= Montréal-Nord borough council =

The Montréal-Nord borough council is the local governing body of Montréal-Nord, a borough in the City of Montreal. The council consists of five members: the borough mayor (who also serves as a Montreal city councillor), two city councillors representing the borough's electoral districts, and two borough councillors representing the same electoral districts.

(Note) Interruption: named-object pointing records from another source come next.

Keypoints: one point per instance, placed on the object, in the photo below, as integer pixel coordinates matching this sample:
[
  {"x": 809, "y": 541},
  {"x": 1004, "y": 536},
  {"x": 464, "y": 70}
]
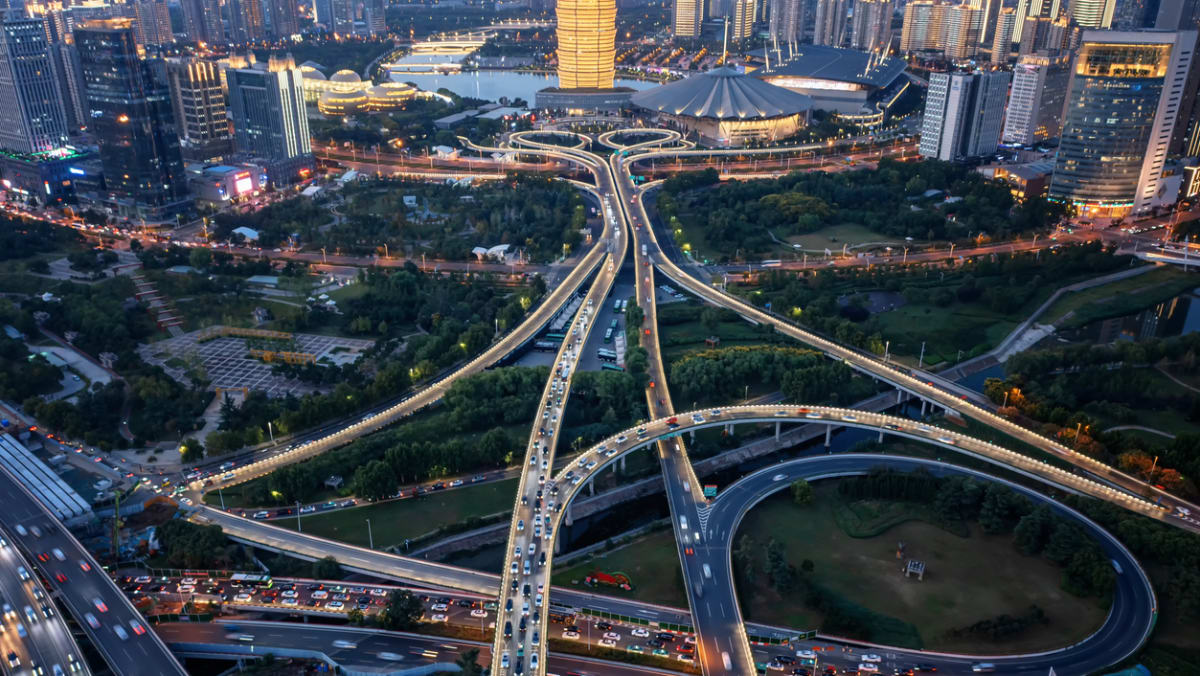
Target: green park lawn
[
  {"x": 652, "y": 563},
  {"x": 1119, "y": 298},
  {"x": 967, "y": 578},
  {"x": 394, "y": 521}
]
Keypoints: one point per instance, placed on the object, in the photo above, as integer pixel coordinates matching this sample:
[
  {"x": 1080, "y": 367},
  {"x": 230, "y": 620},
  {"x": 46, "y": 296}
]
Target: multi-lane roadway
[{"x": 97, "y": 605}]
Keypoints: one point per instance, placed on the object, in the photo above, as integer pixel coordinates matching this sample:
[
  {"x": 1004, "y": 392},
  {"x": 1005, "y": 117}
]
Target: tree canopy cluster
[{"x": 888, "y": 199}]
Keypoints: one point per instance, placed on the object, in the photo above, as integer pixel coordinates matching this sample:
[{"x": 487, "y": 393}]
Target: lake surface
[
  {"x": 1177, "y": 316},
  {"x": 491, "y": 85}
]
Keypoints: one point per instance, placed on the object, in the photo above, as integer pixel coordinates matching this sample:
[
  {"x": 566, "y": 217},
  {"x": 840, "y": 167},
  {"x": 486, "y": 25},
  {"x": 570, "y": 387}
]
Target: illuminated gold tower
[{"x": 587, "y": 43}]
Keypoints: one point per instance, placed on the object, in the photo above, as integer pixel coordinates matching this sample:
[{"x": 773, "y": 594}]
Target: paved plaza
[{"x": 228, "y": 363}]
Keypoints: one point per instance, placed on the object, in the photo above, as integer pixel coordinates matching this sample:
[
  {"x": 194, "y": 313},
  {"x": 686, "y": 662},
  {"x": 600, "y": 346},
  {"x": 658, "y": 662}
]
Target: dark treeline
[{"x": 744, "y": 214}]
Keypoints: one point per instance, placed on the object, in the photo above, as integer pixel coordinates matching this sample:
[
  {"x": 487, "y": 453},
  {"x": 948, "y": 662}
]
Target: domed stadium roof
[
  {"x": 342, "y": 102},
  {"x": 346, "y": 76},
  {"x": 723, "y": 94}
]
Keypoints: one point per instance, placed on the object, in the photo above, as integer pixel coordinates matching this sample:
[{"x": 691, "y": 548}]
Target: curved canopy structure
[{"x": 724, "y": 94}]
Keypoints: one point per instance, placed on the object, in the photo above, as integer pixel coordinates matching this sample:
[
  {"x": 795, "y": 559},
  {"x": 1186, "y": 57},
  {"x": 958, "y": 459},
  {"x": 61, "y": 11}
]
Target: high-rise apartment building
[
  {"x": 198, "y": 101},
  {"x": 587, "y": 43},
  {"x": 1002, "y": 42},
  {"x": 871, "y": 27},
  {"x": 786, "y": 22},
  {"x": 829, "y": 25},
  {"x": 285, "y": 18},
  {"x": 132, "y": 123},
  {"x": 1044, "y": 36},
  {"x": 202, "y": 21},
  {"x": 1122, "y": 105},
  {"x": 963, "y": 114},
  {"x": 960, "y": 36},
  {"x": 924, "y": 25},
  {"x": 269, "y": 118},
  {"x": 687, "y": 17},
  {"x": 1037, "y": 97},
  {"x": 246, "y": 21},
  {"x": 743, "y": 19},
  {"x": 153, "y": 22},
  {"x": 33, "y": 118},
  {"x": 1092, "y": 13}
]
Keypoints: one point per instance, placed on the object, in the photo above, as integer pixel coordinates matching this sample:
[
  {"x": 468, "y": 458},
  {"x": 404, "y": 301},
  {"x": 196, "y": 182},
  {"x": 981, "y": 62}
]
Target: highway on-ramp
[{"x": 1127, "y": 627}]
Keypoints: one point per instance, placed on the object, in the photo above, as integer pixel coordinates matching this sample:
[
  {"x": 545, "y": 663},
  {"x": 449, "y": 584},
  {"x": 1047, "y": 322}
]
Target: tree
[
  {"x": 191, "y": 450},
  {"x": 327, "y": 568},
  {"x": 402, "y": 611},
  {"x": 802, "y": 492},
  {"x": 468, "y": 663}
]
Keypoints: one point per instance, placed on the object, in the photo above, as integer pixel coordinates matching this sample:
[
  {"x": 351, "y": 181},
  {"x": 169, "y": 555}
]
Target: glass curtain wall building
[{"x": 1125, "y": 97}]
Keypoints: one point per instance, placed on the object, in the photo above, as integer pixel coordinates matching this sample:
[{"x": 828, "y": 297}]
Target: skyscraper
[
  {"x": 1123, "y": 101},
  {"x": 33, "y": 118},
  {"x": 743, "y": 19},
  {"x": 587, "y": 43},
  {"x": 198, "y": 101},
  {"x": 786, "y": 23},
  {"x": 687, "y": 16},
  {"x": 285, "y": 18},
  {"x": 132, "y": 123},
  {"x": 269, "y": 118},
  {"x": 963, "y": 114},
  {"x": 153, "y": 22},
  {"x": 246, "y": 22},
  {"x": 829, "y": 27},
  {"x": 924, "y": 25},
  {"x": 1037, "y": 97},
  {"x": 202, "y": 21},
  {"x": 1092, "y": 13},
  {"x": 1044, "y": 36},
  {"x": 873, "y": 25},
  {"x": 1002, "y": 42},
  {"x": 961, "y": 31}
]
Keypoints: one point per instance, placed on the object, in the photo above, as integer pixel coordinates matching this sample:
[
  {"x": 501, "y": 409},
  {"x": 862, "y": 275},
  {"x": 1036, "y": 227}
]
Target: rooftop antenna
[{"x": 725, "y": 46}]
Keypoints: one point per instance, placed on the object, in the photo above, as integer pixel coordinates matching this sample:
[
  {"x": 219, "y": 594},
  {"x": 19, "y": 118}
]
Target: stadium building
[{"x": 726, "y": 107}]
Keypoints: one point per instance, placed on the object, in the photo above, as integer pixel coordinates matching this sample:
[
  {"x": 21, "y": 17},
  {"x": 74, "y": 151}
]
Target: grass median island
[
  {"x": 1122, "y": 297},
  {"x": 967, "y": 580},
  {"x": 394, "y": 521},
  {"x": 652, "y": 563}
]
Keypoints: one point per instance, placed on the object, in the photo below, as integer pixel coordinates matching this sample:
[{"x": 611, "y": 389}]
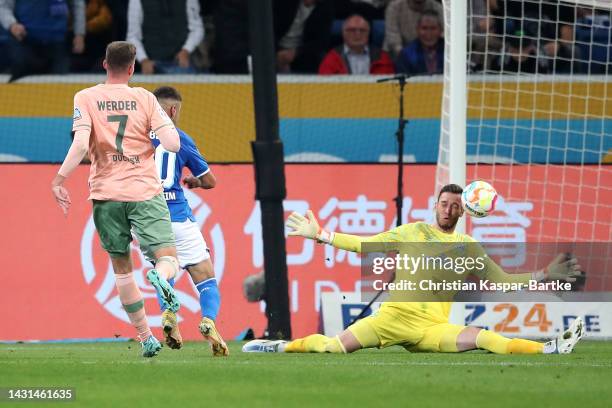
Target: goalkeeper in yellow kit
[{"x": 424, "y": 326}]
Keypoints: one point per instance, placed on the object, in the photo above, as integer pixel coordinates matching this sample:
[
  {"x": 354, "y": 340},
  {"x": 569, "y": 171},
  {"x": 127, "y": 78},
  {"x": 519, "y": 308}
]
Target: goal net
[{"x": 538, "y": 116}]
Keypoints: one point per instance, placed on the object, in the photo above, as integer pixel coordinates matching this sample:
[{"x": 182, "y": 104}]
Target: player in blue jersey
[{"x": 193, "y": 254}]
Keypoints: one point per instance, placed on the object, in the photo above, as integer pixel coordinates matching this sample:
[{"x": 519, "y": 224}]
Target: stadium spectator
[
  {"x": 593, "y": 35},
  {"x": 38, "y": 31},
  {"x": 165, "y": 34},
  {"x": 425, "y": 55},
  {"x": 485, "y": 41},
  {"x": 303, "y": 32},
  {"x": 520, "y": 55},
  {"x": 355, "y": 56},
  {"x": 99, "y": 23},
  {"x": 401, "y": 19}
]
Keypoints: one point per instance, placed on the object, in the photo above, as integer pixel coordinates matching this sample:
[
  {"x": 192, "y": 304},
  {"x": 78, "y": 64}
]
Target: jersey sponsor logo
[
  {"x": 116, "y": 105},
  {"x": 162, "y": 112},
  {"x": 99, "y": 276},
  {"x": 131, "y": 159}
]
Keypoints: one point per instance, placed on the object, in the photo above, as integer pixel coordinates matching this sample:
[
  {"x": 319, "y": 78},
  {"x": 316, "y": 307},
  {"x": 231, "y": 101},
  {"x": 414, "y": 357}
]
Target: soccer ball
[{"x": 478, "y": 198}]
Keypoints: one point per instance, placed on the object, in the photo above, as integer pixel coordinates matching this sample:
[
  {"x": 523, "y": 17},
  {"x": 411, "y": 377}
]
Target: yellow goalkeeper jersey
[{"x": 420, "y": 232}]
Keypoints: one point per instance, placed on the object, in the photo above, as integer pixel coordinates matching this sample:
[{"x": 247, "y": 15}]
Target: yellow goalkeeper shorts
[{"x": 391, "y": 326}]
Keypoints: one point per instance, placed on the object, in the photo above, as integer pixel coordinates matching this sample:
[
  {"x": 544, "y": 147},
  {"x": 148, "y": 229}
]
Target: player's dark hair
[
  {"x": 120, "y": 55},
  {"x": 450, "y": 188},
  {"x": 167, "y": 92}
]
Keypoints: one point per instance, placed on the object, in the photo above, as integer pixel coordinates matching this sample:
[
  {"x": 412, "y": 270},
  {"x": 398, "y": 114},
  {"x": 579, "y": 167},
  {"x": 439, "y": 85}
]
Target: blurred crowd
[{"x": 311, "y": 36}]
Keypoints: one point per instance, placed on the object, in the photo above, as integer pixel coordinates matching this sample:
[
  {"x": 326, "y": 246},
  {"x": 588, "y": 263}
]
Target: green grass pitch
[{"x": 115, "y": 375}]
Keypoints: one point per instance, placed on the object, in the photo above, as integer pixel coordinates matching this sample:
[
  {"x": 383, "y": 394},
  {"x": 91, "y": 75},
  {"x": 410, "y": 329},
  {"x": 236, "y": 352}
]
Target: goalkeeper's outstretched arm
[{"x": 308, "y": 227}]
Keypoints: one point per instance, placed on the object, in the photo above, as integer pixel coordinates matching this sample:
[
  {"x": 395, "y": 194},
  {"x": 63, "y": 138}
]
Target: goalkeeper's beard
[{"x": 447, "y": 226}]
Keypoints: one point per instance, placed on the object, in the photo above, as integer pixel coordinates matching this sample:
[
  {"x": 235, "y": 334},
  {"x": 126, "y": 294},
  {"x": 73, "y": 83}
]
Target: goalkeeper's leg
[
  {"x": 359, "y": 335},
  {"x": 452, "y": 338}
]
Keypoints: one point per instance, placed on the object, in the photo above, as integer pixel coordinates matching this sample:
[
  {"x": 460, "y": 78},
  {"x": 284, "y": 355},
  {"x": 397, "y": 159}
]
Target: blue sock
[
  {"x": 210, "y": 298},
  {"x": 161, "y": 304}
]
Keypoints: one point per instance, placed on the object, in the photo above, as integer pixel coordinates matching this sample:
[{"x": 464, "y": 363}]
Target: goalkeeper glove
[
  {"x": 561, "y": 268},
  {"x": 308, "y": 227}
]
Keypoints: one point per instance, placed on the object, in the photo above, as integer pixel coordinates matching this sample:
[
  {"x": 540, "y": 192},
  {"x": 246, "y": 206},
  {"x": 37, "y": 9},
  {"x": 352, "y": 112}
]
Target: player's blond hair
[{"x": 120, "y": 55}]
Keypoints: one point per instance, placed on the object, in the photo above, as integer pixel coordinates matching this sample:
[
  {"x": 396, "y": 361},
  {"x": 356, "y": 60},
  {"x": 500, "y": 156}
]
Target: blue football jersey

Montréal-Nord is former Montreal mayor Denis Coderre's home territory, and his Équipe Denis Coderre pour Montréal now re-named Ensemble Montreal party is the dominant party in the borough.

==Current members==

| District | Position | Name |  | Party |
| — | Borough mayor City councillor | Christine Black |  | Ensemble Montréal |
| Marie-Clarac | City councillor | Vacant |  |  |
| Borough councillor | Jean Marc Poirier |  | Ensemble Montréal |
| Ovide-Clermont | City councillor | Chantal Rossi |  | Ensemble Montréal |
| Borough councillor | Philippe Thermidor |  | Ensemble Montréal |

- Former members
- Monica Ricourt was born in Montreal. She has a Bachelor of Arts degree in Political Science from the Université du Québec à Montréal (2001). Ricourt was a member of the borough council from 2009 to 2017; she also served in the board of Société de transport de Montréal from 2009 to 2013. Originally elected for Union Montreal, she left this party in May 2013 and joined Coderre's party in June of the same year.